Many schemes will see a sharp increase in their levy next year as a result of the PPF’s new and more discriminative insolvency scoring system.
To give you an idea, the PPF expects:
- £200m of levy will be redistributed (some 30% based on this year’s figures), over half of it as a result of employers dropping 5 or more of the 10 insolvency bands,
- 1,500 schemes to have an average increase in levy of 150%,
- 200 to have an increase over £200,000, with some apparently in the millions and
- a third of schemes to see a reduction of an average of 40%.
Trustees and, in particular, employers need to understand how the new system will work and to consider what steps they can take to contain their levy.
The new insolvency scoring system is the main subject of a consultation about the broad levy framework for the next three years, 2015/16 to 2017/18. The closing date is 9 July. If your scheme will be affected significantly, you should consider sending in a response.
In September, the PPF will carry out its annual consultation on the detail of the levy rules for 2015/16.
The consultation also proposes changes in relation to:
- the not-for-profit sector,
- the recognition of asset-backed funding arrangements,
- type A contingent asset guarantees and
- last man standing schemes.
These proposals will also have a significant impact on levy bills. See below for more.
Experian replaces D&B
Experian has created a scoring system specific to the characteristics of the sponsors of DB schemes e.g. typically larger, longer established and more often part of a group than most UK businesses. The system has a strong focus financial data and takes no account of the non-financial indicators of the type used by D&B, like industry sector, geographical location and board composition. Overdue trade bills matter only for small standalone businesses.
Sponsors are allocated to one of eight categories according to whether they are commercial or not-for-profit, part of a group or standalone and according to size. Each category has its own scorecard consisting of category-specific financial variables with different weightings towards the overall score.
For groups, the new system takes considerably more account (up to a top weighting of 33%) of the strength or weakness of the ultimate parent company than D&B’s method.
The new system will be transparent and user friendly. Employers will have free online access to the data Experian holds on them and to their score, making it easier to ensure information is correct and up to date. An email will alert them if their score changes.
The PPF invites views on whether it should offer transitional protection (for one year) to the schemes most affected by the changes. It suggests a reduction in levy (amount unspecified) where an employer’s insolvency risk is more that 200% higher than for the current levy year. It estimates this would add up to £100m of levy.
For levy year 2015/16, an employer’s final insolvency score will be the average of the six monthly scores from October 2014 to March 2015 (instead of the usual 12 month average).
The PPF also invites for views on the following proposals that will also have marked effects on individual levy bills.
- It accepts that a scoring system designed for commercial enterprises is unsuitable for not-for-profit organisations (NFPs). So it proposes a dedicated scorecard and makes suggestions about how to define an NFP.

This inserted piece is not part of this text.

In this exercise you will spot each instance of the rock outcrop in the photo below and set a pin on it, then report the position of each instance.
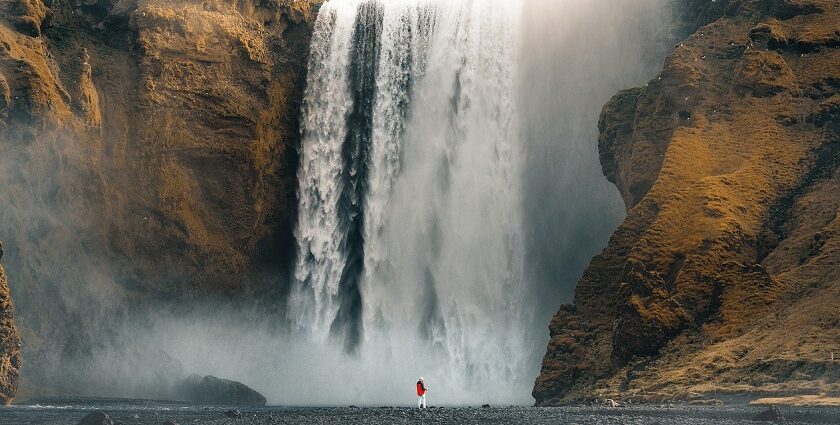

- For the largest employers (assets over £500m), should the Experian score be overridden by a credit rating from one of the leading agencies (Moody’s, Standard & Poor’s or Fitch)? This question arises because the Experian system is less accurate for this category than for others. If adopted, the override would apply whether it produced a more or less favourable result for an employer.
- An asset-backed funding (ABF) arrangement will not be recognised as a general scheme asset. Instead it will be subject to separate certification at the lower of the NPV of future cashflow and the value of the underlying asset on insolvency.
- In addition, the underlying asset will be restricted to the same classes as the PPF accepts for the closest analogy among the contingent assets it accepts (secured guarantees), being cash, securities and UK real estate. In practice, the PPF accepts this is likely to mean recognised ABFs will be confined to real estate.
- The PPF remains dissatisfied with the strength of covenant behind some parent guarantees submitted as contingent assets. It is considering tightening the requirements using one or more of these approaches:
- be clearer about the value in issue by requiring trustees to certify the guarantor can meet a specific cash sum on an immediate group wide insolvency (rather than an amount opaquely defined by reference to an actuarial basis),
- the insolvency scoring system for groups will give considerable weight to the strength or weakness of the ultimate parent company. The PPF believes this could reduce the incentive for putting guarantees in place, and
- treat a guarantee as increasing the guarantor’s gearing, giving it a higher insolvency risk score.
- To sharpen the requirements in relation to last man standing schemes, the PPF proposes to require a certificate, based on legal advice, that a scheme is indeed last man standing. Secondly, it proposes to develop a scheme specific discount factor to replace the current uniform 10%.